- The Washington Times - Thursday, September 18, 2014

The exact line where Maryland ends and Virginia begins is a question the likes of George Washington and King Charles I have tussled with. Is the border at the Potomac River’s edge? Maybe the low tide waterline? Or perhaps somewhere in between?

Add Maryland’s Court of Special Appeals to the list of those who have weighed in on the issue. It took on a case that questioned whether river rafters were trespassing on a Maryland company’s property when swimmers exited the water on the Virginia banks. The court upheld the status quo, affirming Maryland’s ownership of the Potomac riverbed, while acknowledging that the border between the states follows the river’s edge despite fluctuations over time in its flow.

In an opinion handed down by a three-judge panel last month, the court ruled that even though the course of the Potomac River changed and exposed once-submerged mud on the Virginia coast — which would have been considered Maryland territory when it was underwater — the newly emerged land belongs to Virginia.

“The question was, if the river shifts, does the boundary shift?” said attorney Charles Bailey, who represented rafting company River & Trail Outfitters. “It was a long, drawn-out process just to affirm what everyone in the region already knew: that the river is the boundary.”

The case was born out of a dispute between Potomac Shores, a corporation that owns land along the Potomac River in Maryland, and rafting companies that run river tours out of an area near Harpers Ferry in West Virginia, where the three states meet. Potomac Shores claimed it also owned a 150-foot strip of land that emerged on the southern side of the Potomac River bank because the river had changed course and exposed the once-submerged area. The site, known as Potomac Wayside, was where the rafting companies ended their tours and rafters exited the river, walking overland to busses that then ferried them back upstream.

The trouble started when the owners of Potomac Shores began trying to charge the river rafting companies $2 a head for each customer who exited the river over the strip of land, Mr. Bailey said.

“They were trying to get some money out of them to use the property,” said attorney David Skeen, who represented another rafting company, River Riders.

The companies refused to pay up, and in 2011 Potomac Shores filed a lawsuit. The corporation cited a deed dating back to 1873 that states the boundary line of its property was the dividing line between Maryland and Virginia “bounding the south shore of the Potomac River at medium water mark.”

Bradford Webb, attorney for Potomac Shores, said neither he nor his client would comment on the case.

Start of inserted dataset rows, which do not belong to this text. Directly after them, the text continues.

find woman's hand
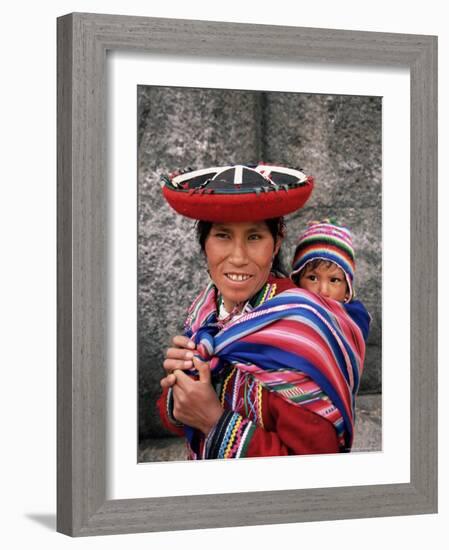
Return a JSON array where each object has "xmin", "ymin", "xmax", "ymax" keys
[
  {"xmin": 172, "ymin": 357, "xmax": 224, "ymax": 435},
  {"xmin": 160, "ymin": 335, "xmax": 196, "ymax": 389}
]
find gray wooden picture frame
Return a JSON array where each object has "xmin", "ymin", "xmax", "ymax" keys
[{"xmin": 57, "ymin": 12, "xmax": 438, "ymax": 537}]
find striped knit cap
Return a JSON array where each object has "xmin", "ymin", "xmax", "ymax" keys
[{"xmin": 291, "ymin": 219, "xmax": 355, "ymax": 301}]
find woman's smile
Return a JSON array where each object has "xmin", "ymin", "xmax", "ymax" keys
[{"xmin": 225, "ymin": 272, "xmax": 253, "ymax": 282}]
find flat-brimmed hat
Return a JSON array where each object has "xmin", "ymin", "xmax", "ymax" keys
[{"xmin": 161, "ymin": 163, "xmax": 313, "ymax": 222}]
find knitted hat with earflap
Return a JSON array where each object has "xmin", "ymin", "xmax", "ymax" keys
[{"xmin": 290, "ymin": 219, "xmax": 356, "ymax": 301}]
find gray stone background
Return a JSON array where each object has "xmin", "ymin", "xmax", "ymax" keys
[{"xmin": 137, "ymin": 85, "xmax": 382, "ymax": 455}]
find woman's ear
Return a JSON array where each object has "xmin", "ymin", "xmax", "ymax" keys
[{"xmin": 274, "ymin": 235, "xmax": 283, "ymax": 256}]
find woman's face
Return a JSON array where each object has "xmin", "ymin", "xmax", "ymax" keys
[{"xmin": 204, "ymin": 221, "xmax": 281, "ymax": 312}]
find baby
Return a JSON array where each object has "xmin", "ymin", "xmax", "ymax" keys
[{"xmin": 290, "ymin": 219, "xmax": 356, "ymax": 303}]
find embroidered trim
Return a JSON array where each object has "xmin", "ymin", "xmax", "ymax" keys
[
  {"xmin": 224, "ymin": 415, "xmax": 243, "ymax": 458},
  {"xmin": 231, "ymin": 368, "xmax": 241, "ymax": 410},
  {"xmin": 220, "ymin": 367, "xmax": 236, "ymax": 407},
  {"xmin": 251, "ymin": 282, "xmax": 277, "ymax": 308},
  {"xmin": 237, "ymin": 421, "xmax": 256, "ymax": 458},
  {"xmin": 215, "ymin": 280, "xmax": 278, "ymax": 327},
  {"xmin": 204, "ymin": 411, "xmax": 256, "ymax": 459},
  {"xmin": 257, "ymin": 382, "xmax": 264, "ymax": 429}
]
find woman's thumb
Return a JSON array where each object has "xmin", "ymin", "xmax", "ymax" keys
[{"xmin": 193, "ymin": 356, "xmax": 211, "ymax": 384}]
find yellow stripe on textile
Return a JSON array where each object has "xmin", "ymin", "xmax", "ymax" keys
[
  {"xmin": 221, "ymin": 367, "xmax": 236, "ymax": 407},
  {"xmin": 224, "ymin": 415, "xmax": 243, "ymax": 458},
  {"xmin": 257, "ymin": 382, "xmax": 264, "ymax": 429}
]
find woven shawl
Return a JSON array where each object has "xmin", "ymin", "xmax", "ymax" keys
[{"xmin": 184, "ymin": 282, "xmax": 370, "ymax": 450}]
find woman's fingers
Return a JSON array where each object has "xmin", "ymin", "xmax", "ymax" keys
[
  {"xmin": 172, "ymin": 335, "xmax": 196, "ymax": 350},
  {"xmin": 160, "ymin": 373, "xmax": 177, "ymax": 389},
  {"xmin": 171, "ymin": 366, "xmax": 223, "ymax": 435},
  {"xmin": 171, "ymin": 369, "xmax": 191, "ymax": 389},
  {"xmin": 163, "ymin": 358, "xmax": 193, "ymax": 373},
  {"xmin": 163, "ymin": 345, "xmax": 195, "ymax": 373},
  {"xmin": 193, "ymin": 357, "xmax": 211, "ymax": 384},
  {"xmin": 166, "ymin": 347, "xmax": 194, "ymax": 360}
]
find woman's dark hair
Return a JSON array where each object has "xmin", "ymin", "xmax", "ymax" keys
[{"xmin": 195, "ymin": 217, "xmax": 287, "ymax": 277}]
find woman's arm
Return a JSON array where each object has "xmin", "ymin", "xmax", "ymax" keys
[{"xmin": 157, "ymin": 334, "xmax": 196, "ymax": 435}]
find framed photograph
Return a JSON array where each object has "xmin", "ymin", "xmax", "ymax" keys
[{"xmin": 57, "ymin": 13, "xmax": 437, "ymax": 536}]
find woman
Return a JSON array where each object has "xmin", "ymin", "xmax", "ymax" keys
[{"xmin": 157, "ymin": 164, "xmax": 370, "ymax": 459}]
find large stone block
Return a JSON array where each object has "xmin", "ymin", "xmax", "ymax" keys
[
  {"xmin": 263, "ymin": 93, "xmax": 382, "ymax": 208},
  {"xmin": 138, "ymin": 85, "xmax": 263, "ymax": 178},
  {"xmin": 361, "ymin": 344, "xmax": 382, "ymax": 393}
]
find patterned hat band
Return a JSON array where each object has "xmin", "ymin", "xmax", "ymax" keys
[{"xmin": 291, "ymin": 221, "xmax": 356, "ymax": 301}]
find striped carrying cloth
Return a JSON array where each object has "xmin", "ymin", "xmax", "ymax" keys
[{"xmin": 185, "ymin": 282, "xmax": 371, "ymax": 450}]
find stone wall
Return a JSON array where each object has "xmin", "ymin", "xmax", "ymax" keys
[{"xmin": 138, "ymin": 86, "xmax": 382, "ymax": 439}]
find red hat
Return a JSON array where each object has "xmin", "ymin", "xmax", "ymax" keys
[{"xmin": 161, "ymin": 164, "xmax": 314, "ymax": 222}]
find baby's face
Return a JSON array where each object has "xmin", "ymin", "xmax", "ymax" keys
[{"xmin": 298, "ymin": 262, "xmax": 349, "ymax": 302}]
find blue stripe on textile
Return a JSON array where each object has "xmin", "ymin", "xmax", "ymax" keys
[
  {"xmin": 252, "ymin": 291, "xmax": 344, "ymax": 330},
  {"xmin": 221, "ymin": 343, "xmax": 353, "ymax": 447},
  {"xmin": 199, "ymin": 331, "xmax": 215, "ymax": 355},
  {"xmin": 213, "ymin": 303, "xmax": 352, "ymax": 387},
  {"xmin": 242, "ymin": 292, "xmax": 366, "ymax": 389},
  {"xmin": 344, "ymin": 300, "xmax": 371, "ymax": 341},
  {"xmin": 216, "ymin": 300, "xmax": 336, "ymax": 345}
]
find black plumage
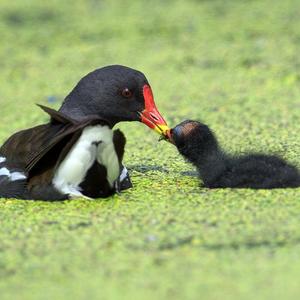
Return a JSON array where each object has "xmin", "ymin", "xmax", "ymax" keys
[{"xmin": 171, "ymin": 120, "xmax": 300, "ymax": 189}]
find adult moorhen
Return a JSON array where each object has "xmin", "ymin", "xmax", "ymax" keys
[{"xmin": 0, "ymin": 65, "xmax": 170, "ymax": 200}]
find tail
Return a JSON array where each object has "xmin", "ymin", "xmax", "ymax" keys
[{"xmin": 0, "ymin": 176, "xmax": 26, "ymax": 199}]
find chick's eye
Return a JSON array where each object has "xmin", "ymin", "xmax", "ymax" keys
[{"xmin": 121, "ymin": 88, "xmax": 133, "ymax": 98}]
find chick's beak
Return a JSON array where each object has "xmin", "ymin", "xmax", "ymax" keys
[{"xmin": 140, "ymin": 84, "xmax": 171, "ymax": 139}]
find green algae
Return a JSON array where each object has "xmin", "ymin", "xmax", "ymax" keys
[{"xmin": 0, "ymin": 0, "xmax": 300, "ymax": 299}]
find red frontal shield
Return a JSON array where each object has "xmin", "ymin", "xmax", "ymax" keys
[{"xmin": 140, "ymin": 85, "xmax": 170, "ymax": 137}]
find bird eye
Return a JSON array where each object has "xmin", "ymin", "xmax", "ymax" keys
[{"xmin": 121, "ymin": 88, "xmax": 133, "ymax": 98}]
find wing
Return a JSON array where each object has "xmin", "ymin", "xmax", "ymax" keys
[
  {"xmin": 0, "ymin": 105, "xmax": 109, "ymax": 177},
  {"xmin": 112, "ymin": 129, "xmax": 126, "ymax": 163}
]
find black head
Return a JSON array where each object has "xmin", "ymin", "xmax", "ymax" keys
[
  {"xmin": 171, "ymin": 120, "xmax": 219, "ymax": 160},
  {"xmin": 59, "ymin": 65, "xmax": 169, "ymax": 136}
]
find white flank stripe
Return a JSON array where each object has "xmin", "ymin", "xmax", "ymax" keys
[
  {"xmin": 0, "ymin": 167, "xmax": 10, "ymax": 176},
  {"xmin": 10, "ymin": 172, "xmax": 27, "ymax": 181},
  {"xmin": 0, "ymin": 167, "xmax": 26, "ymax": 181},
  {"xmin": 0, "ymin": 157, "xmax": 6, "ymax": 163}
]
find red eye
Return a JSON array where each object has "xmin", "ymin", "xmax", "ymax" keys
[{"xmin": 121, "ymin": 88, "xmax": 133, "ymax": 98}]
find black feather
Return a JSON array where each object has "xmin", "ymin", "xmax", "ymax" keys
[{"xmin": 172, "ymin": 120, "xmax": 300, "ymax": 189}]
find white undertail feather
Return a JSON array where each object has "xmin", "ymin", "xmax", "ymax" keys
[
  {"xmin": 119, "ymin": 166, "xmax": 129, "ymax": 182},
  {"xmin": 0, "ymin": 157, "xmax": 6, "ymax": 163},
  {"xmin": 52, "ymin": 125, "xmax": 120, "ymax": 198}
]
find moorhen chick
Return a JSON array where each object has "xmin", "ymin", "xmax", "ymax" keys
[{"xmin": 171, "ymin": 120, "xmax": 300, "ymax": 189}]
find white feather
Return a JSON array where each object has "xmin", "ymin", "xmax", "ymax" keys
[
  {"xmin": 0, "ymin": 167, "xmax": 26, "ymax": 181},
  {"xmin": 10, "ymin": 172, "xmax": 27, "ymax": 181},
  {"xmin": 0, "ymin": 167, "xmax": 10, "ymax": 177},
  {"xmin": 119, "ymin": 166, "xmax": 129, "ymax": 182},
  {"xmin": 0, "ymin": 157, "xmax": 6, "ymax": 163}
]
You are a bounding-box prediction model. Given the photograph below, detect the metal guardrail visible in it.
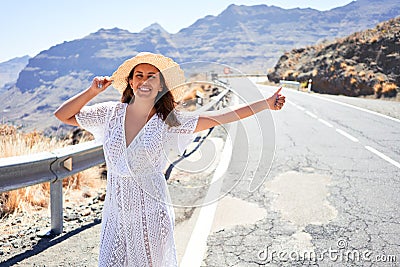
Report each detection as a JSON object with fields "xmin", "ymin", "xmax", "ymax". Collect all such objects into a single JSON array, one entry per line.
[
  {"xmin": 0, "ymin": 141, "xmax": 105, "ymax": 235},
  {"xmin": 0, "ymin": 141, "xmax": 105, "ymax": 194},
  {"xmin": 0, "ymin": 152, "xmax": 57, "ymax": 193},
  {"xmin": 0, "ymin": 80, "xmax": 230, "ymax": 235},
  {"xmin": 279, "ymin": 80, "xmax": 301, "ymax": 90}
]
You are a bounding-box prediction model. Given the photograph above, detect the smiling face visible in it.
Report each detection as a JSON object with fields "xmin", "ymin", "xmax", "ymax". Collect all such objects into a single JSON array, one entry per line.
[{"xmin": 128, "ymin": 63, "xmax": 163, "ymax": 101}]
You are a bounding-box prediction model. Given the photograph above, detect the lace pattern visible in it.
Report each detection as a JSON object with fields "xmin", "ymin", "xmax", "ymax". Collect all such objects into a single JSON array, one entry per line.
[{"xmin": 75, "ymin": 102, "xmax": 199, "ymax": 267}]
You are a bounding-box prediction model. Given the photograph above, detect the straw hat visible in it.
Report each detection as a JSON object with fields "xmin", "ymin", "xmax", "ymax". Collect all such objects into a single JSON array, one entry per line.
[{"xmin": 111, "ymin": 52, "xmax": 186, "ymax": 101}]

He declined to say whether the company plans to appeal the ruling.

Land disputes are a common source of friction between states, with some dating back hundreds of years. The Supreme Court holds the authority to rule on state boundary disputes, though in cases that involve disagreements raised by private parties, local courts may exercise jurisdiction.

Border quarrels involving Maryland and Virginia date back to the time they were British colonies, with King Charles I granting the Potomac River to Maryland in 1632 and setting the stage for centuries of squabbles over access rights. In 1785 George Washington helped broker an agreement that settled navigation and access issues involving the states but never defined the exact boundary.

As recently as 2003, the Supreme Court was asked to weigh in, granting Virginia a victory when it ruled the state had the right to draw drinking water from the Potomac.

Across the country, strange tales of state border disputes abound.

Iowa and Missouri fought the bloodless but tense “Honey War” in the 1840s before agreeing on a border. The war was so named because tax collectors from Missouri chopped down three beehives filled with honey on disputed land as revenue before they were chased away by pitchfork-wielding Iowans.

Meanwhile, a recent effort to precisely map and clarify the boundary line between North and South Carolina has upset residents caught in the middle. About 90 properties and 50 residences were determined to be in a different state practically overnight, and lawmakers are still working out the details on how to handle the situation.

Attorneys for the rafting companies in the Potomac River case say that, had they lost, severe repercussions could have followed for anyone with waterfront property.

“For the court to have held otherwise, that would mean that there would be a strip of Maryland between Virginia and the river,” Mr. Bailey said. “I think Virginians would go into a shooting war after that.”